There was much emphasis on the importance of having a clear, succinct, direct, metrics-based problem statement, one which is flexible enough to evolve as the program morphs. There were also recommendations for leveraging tools to facilitate collaboration tools like white-boarding, especially when staff members span the globe.

Our panelists also noted that there are also times when people need to meet face-to-face. For example, it’s important to meet in-person when you’re dealing with people issues, when you need to physically interact with a product, when you’re building relationships. 

Below is a summary of best practices for problem-solving:

  • Include a wide range of perspectives when working on a problem.
  • Simplify the problem, and even deconstruct it if appropriate so that you better understand it.
  • Invite wild ideas so you can fully brainstorm options, but also consider only the ideas which are practical.
  • Consider the cost/value of potential solutions, so that you implement solutions which are practical, sustainable, reasonable, and useful.
  • Focus on addressing the most impactful, highest-priority problems first. 
  • People-problems are generally more complex, less straight-forward than engineering or process problems. With process and engineering problems, there can be clearly defined standards and protocols.

It’s not easy to solve complex problems, but listening well and deeply is a key step forward for doing this well.

What He/She Said, What She/He Meant

August 12, 2022 by

FountainBlue’s August 12 When She Speaks program, on the topic of ‘What He/She Said, What She/He Meant’. Please join me in thanking our hosts at Renesas and our esteemed panelists. We were fortunate to have such experienced, other-centric, and strategic leaders for this month’s When She Speaks panel. 

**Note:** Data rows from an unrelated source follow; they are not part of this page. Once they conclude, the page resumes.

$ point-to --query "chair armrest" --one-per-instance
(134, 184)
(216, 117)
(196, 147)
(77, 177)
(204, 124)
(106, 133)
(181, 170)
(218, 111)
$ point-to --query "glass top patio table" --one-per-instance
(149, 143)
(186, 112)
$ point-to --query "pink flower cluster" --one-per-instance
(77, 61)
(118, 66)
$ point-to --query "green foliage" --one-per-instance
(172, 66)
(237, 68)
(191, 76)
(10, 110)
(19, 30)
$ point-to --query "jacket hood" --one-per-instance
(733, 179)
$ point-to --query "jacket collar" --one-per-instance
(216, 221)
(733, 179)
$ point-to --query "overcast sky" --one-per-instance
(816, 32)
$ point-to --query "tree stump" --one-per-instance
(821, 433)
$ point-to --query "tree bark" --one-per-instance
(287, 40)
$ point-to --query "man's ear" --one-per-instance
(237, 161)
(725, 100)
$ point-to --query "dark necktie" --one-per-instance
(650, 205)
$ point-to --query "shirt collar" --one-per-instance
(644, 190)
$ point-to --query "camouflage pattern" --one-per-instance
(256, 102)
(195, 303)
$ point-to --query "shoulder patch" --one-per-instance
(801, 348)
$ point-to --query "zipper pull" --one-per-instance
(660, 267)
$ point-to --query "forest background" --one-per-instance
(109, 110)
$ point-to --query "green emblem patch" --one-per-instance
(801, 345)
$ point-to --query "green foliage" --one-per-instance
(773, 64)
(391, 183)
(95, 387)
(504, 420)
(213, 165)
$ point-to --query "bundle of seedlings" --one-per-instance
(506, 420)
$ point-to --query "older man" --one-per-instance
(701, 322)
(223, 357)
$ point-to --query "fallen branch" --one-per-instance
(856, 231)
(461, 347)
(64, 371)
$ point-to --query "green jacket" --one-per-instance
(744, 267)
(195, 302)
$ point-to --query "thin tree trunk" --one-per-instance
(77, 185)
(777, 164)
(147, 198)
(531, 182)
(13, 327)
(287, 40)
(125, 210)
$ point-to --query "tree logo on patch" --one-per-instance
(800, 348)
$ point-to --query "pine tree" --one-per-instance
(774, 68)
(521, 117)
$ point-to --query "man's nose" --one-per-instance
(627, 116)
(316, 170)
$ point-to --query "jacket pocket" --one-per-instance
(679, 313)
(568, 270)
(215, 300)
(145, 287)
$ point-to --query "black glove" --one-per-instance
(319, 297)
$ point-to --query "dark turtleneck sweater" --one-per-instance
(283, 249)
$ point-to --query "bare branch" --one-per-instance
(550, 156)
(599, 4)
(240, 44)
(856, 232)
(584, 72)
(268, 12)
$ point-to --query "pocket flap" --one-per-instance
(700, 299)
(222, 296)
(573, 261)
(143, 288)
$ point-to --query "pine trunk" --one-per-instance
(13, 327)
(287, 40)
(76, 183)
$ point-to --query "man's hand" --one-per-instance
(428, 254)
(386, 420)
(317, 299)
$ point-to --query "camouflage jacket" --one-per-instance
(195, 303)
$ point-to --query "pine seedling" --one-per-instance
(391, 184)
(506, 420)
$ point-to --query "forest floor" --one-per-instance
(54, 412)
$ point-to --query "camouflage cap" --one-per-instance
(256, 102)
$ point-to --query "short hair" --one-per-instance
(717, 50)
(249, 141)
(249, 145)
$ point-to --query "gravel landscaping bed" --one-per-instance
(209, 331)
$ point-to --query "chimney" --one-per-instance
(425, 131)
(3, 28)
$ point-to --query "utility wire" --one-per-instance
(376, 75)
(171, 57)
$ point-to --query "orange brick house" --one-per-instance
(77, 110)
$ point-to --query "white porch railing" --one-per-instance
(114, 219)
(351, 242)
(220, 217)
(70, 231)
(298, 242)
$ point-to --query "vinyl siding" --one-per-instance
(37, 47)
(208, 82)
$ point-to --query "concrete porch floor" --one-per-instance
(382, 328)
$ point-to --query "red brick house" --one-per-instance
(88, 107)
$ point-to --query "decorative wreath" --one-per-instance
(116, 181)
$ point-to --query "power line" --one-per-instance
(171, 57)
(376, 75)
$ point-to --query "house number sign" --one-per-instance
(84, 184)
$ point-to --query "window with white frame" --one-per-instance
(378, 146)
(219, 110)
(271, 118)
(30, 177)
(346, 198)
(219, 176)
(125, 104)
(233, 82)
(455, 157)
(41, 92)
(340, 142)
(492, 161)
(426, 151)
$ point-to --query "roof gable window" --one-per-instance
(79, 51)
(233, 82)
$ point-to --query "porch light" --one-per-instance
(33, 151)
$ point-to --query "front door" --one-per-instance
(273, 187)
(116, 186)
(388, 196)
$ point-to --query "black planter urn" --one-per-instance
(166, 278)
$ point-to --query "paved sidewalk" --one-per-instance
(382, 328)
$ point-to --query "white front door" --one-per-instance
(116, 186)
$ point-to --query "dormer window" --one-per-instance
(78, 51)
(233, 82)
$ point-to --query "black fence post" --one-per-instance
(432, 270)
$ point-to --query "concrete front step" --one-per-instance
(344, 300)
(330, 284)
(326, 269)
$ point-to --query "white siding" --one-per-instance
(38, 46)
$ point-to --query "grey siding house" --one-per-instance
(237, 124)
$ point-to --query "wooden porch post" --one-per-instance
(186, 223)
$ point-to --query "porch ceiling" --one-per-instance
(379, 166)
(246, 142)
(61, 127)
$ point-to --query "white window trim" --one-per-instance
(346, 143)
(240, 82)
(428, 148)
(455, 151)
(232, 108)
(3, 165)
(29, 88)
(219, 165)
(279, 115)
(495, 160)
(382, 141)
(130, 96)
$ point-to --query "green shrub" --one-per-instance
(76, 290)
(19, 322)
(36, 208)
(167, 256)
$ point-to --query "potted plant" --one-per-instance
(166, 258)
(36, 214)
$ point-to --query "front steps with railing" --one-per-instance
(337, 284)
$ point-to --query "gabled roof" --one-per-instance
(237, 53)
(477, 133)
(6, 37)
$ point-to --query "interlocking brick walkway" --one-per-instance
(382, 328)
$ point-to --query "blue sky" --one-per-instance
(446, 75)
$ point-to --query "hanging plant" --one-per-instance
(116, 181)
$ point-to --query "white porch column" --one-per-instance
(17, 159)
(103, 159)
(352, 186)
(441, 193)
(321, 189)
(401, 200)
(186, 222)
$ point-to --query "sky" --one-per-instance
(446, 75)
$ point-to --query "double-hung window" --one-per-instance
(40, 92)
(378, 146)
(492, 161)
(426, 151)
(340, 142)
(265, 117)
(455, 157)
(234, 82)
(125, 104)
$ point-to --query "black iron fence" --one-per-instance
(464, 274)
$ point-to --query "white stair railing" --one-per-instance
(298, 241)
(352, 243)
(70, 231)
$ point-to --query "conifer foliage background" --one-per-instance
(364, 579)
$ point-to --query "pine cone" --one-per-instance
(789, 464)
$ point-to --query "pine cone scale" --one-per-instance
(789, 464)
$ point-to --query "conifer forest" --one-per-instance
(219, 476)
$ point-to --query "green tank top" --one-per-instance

Our panel talked extensively about why it’s important to have a diverse talent pool and open minded outlook. Benefits include improvements in innovation, culture, retention, talent acquisition, etc.,Our panelists also shared many thoughts on how to better communicate and connect with others, especially if they are not-like-you.
Connect for a Purpose.

  • Focus on connecting on a common goal which is of mutual importance.
  • Drive conversations around achieving that goal, rather than around personal issues.
  • Invite all parties to take a seat at the table, and contribute to that common purpose.
  • Trust in the good intentions of others.

Be Open-Minded.

  • Be open and curious about others and their differing perspectives.
  • Ask someone not-like-you what you might be missing. 
  • Individuals, gender and styles will vary, just as culture and gender varies. Connecting with people not-like-you will help you to grow personally and professionally.

Be Other-Centric.

  • Meet people where they are. Include people because of where they are.
  • Be the mediator and translator where appropriate, to help connect the team to a common purpose.

Keep Growing and Learning.

  • Do your homework and research the backgrounds and perspectives of others not-like-you.
  • Embrace the opportunities to stretch and grow yourself and your team. 
  • Ask questions so that you can better understand the perspective of others. 

Communicate and Connect.

  • Communicate clearly and continually to ensure that’s alignment, clarity, and a shared sense of purpose.
  • Check your assumptions, and the assumptions of others with whom you interact.
  • Voice your intentions and goals while inviting others to do the same.
  • Think, speak, and act in alignment with your values. 
  • Be clear of your intentions and ensure that the impact is as you’ve intended. 
  • Own your words and actions and strive to be better, do better. 
  • Listen closely and deeply with empathy. 

Our panelists closed by encouraging us all to embrace our differences while connecting to a purpose and a sense of belonging.